Volume overload is another important risk associated with tumescent anesthesia. As previously mentioned, a substantial volume of anesthetic solution (3–4 ml infiltrate/ml of planned aspirate) is injected to produce tumescence. This can add up to 800–2000 ml for abdomen, 400–1000 ml for each hip, 500–1200 ml for each lateral thigh, and same volume for each medial and anterior thigh, respectively. Fifty to seventy percent of infiltrate is left behind at completion of procedure and gets absorbed.[26] Fluid overload can result in serious complications such as pulmonary edema and electrolyte imbalance. Communication with the surgeon on fluid management is critical and it is imperative to monitor fluid input and output throughout the case and afterwards. At completion of the procedure, calculation of residual volume helps to determine postoperative care. If large volume liposuction (> 5000 cc of aspirate) is planned, it should be performed as inpatient instead of ambulatory procedure. Patients should be monitored overnight for stability of vital signs and urine output. Large-volume procedures should be done as separate serial procedures.[26]
Intraoperative hypothermia can be another consequence of large-volume tumescent anesthesia and appropriate measures should be taken to prevent and manage it, such as using pre-warmed (37°C) fluid.
Like any other surgical procedure, serious consideration should be given to prophylaxis for deep vein thrombosis which can result in pulmonary embolism. There have been reports of death from fat emboli, too.[26] Fat emboli can occur from both mechanical (absorption of fat globules) and biochemical reasons (inflammation from circulating fatty acids causing damage to pneumocytes).

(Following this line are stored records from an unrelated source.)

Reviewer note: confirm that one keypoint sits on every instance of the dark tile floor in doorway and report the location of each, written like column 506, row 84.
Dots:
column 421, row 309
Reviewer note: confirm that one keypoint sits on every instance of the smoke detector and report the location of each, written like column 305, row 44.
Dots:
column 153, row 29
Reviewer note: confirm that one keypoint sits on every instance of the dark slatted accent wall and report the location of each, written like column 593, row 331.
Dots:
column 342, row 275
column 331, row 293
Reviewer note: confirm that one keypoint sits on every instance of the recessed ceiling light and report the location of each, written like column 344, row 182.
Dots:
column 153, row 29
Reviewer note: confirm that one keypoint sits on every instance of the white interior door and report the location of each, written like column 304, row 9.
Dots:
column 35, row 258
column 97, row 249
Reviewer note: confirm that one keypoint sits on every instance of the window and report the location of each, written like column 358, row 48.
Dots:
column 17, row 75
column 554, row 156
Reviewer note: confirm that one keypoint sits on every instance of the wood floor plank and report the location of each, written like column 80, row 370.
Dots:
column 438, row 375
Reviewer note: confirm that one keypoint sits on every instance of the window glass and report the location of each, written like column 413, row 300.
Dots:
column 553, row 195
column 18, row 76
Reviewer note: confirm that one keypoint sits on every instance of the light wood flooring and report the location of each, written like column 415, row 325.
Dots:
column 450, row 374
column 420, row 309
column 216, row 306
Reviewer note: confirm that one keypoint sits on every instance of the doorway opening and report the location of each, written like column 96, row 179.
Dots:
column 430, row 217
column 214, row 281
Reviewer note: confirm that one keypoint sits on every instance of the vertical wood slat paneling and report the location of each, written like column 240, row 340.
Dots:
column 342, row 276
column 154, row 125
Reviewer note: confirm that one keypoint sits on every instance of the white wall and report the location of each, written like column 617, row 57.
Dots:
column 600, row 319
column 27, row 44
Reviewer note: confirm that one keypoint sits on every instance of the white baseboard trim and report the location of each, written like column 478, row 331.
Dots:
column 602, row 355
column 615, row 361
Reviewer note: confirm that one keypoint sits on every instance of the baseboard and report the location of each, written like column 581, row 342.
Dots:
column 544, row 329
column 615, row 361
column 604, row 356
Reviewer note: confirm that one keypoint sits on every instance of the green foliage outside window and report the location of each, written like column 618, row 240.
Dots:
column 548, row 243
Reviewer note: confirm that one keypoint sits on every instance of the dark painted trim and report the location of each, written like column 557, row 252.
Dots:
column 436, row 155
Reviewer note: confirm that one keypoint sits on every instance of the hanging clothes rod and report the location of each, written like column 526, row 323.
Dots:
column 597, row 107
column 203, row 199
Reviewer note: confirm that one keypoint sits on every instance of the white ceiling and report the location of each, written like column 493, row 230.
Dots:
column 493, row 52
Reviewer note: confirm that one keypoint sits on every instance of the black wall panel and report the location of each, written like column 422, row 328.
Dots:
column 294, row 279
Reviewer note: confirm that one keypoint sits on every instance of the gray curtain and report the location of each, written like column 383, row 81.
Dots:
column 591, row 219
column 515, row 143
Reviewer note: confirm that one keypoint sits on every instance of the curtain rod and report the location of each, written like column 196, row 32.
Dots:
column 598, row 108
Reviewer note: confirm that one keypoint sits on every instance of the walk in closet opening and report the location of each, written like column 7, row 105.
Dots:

The choice of anesthesia for tumescent liposuction depends on patient status, site and extent of the procedure, and the patient’s level of comfort. Complex procedures are better done under general anesthesia to provide a motionless surgical field and airway control. Liposuction over the abdominal wall is relatively high-risk due to the repetitive motion of the trocar in close proximity to critical viscera such as the liver (Figure 12.2). Any sudden patient movement or coughing can cause hepatic injury so adequate depth of anesthesia is imperative. Epidural and spinal anesthesia in the ambulatory setting might not be suitable for large-area liposuction as sympathectomy from neuraxial anesthesia can lead to vasodilatation and hypotension which is usually managed with intravenous fluid infusion. In this particular situation where the patient is already receiving tumescence fluids, this can increase the risk of fluid overload.
Liposuction trocar in close proximity to liver.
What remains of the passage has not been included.